Una pistola de 9 mm no suponía ninguna defensa contra fusiles y un helicóptero, pero era lo único que Ben tenía. Ajustó la mira en el helicóptero que avanzaba y disparó cinco veces más. No ocurrió nada. El helicóptero seguía acercándose. Los tiradores volvían a apuntarle con sus armas. Vio el punto rojo de una mira con láser arrastrándose por su pierna, se apartó de un salto justo a tiempo. Una ráfaga de astillas salió volando del tronco incluso antes de que escuchara los disparos. Se puso de pie con gran esfuerzo y corrió a cubrirse entre los arbustos mientras las balas levantaban la tierra tras él. El helicóptero pasó por encima de su cabeza. Corrió rápido y a ciegas por los matorrales, sorteando las rocas y los surcos. Se tropezó dos veces y casi se cae. Los espinos le arañaban las manos al apartarlos para abrirse paso y entonces, de pronto, llegó a un claro.

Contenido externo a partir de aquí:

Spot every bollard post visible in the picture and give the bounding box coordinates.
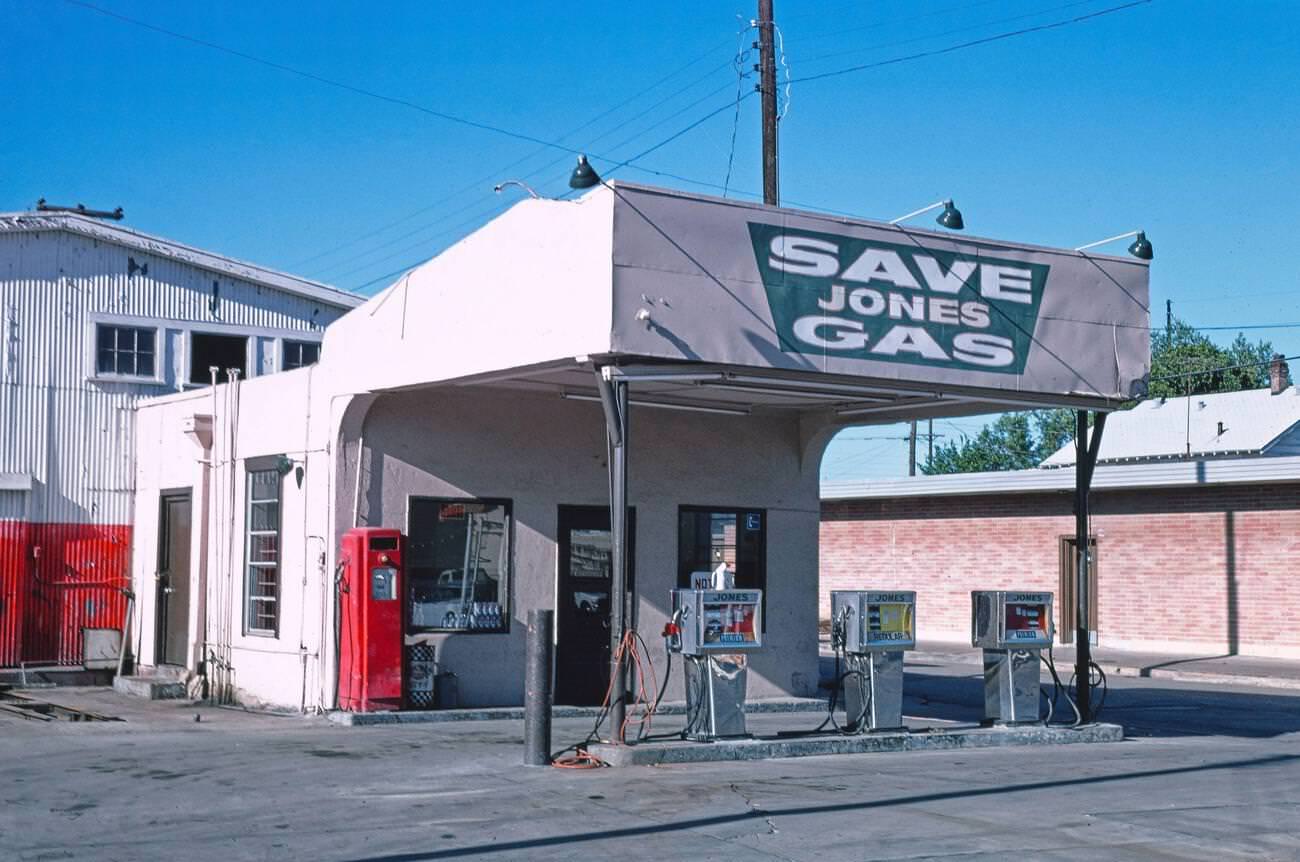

Pero no estaba solo. Dos agentes lo habían adelantado. Estaban a cinco metros, gritándole que se detuviera; un revólver y una escopeta de calibre doce le apuntaban directamente a la cabeza.

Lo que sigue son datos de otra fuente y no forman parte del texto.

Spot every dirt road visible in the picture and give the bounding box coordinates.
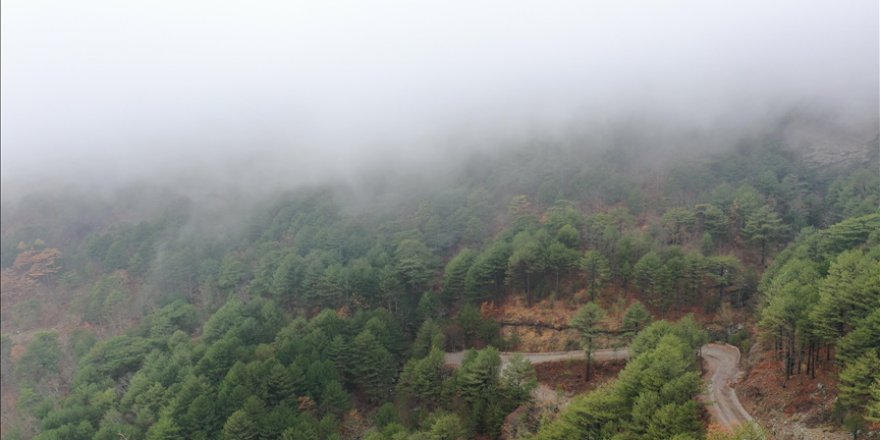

Por un instante, aquello se convirtió en un callejón sin salida. Ben continuó apuntándoles, moviendo el arma de uno a otro. Estaba pensando a toda velocidad. Disparar primero al de la escopeta. El tipo de revólver seguramente dispararía, pero una sola bala era más probable de esquivar que la devastadora lluvia de perdigones de una escopeta de cañón corto a esa distancia.

Pero un segundo después, las probabilidades fueron aumentando rápidamente al ir apareciendo más agentes de entre los arbustos. La mujer estaba a su derecha, a las tres en punto. Jones estaba a las diez en punto. Luego apareció otro tipo detrás de los dos primeros. Cinco contra uno. Con un círculo de pistolas apuntándole, no había escapatoria ni más opciones.

Tiró el arma y subió las manos.

La mujer lo miraba con el ceño fruncido por encima del cañón de su pistola. Sus ojos parecían decirle que había hecho lo peor para él al escapar. Y parecía preocupada por eso. Ben no entendía por qué, pero de algún modo sabía que ella no quería estar allí y que deseaba que aquello no estuviera pasando.

Los ojos de Jones ardían de furia entre la sangre de su rostro. Dio una orden confusa y dos de los agentes agarraron a Ben por los brazos y lo lanzaron al suelo lleno de hojas. Sintió el pellizco de un cable de plástico alrededor de las muñecas. Una rodilla en la espalda y el duro acero de una pistola contra la cabeza. Luego un pinchazo cuando alguien le clavó una aguja.

—Vas a dormir como un tronco durante un buen rato, cabrón —escuchó que decía Jones con los labios destrozados.

A continuación, Ben se fue sumergiendo en un oscuro pozo y las voces se convirtieron en un eco que poco a poco se apagó hasta desaparecer.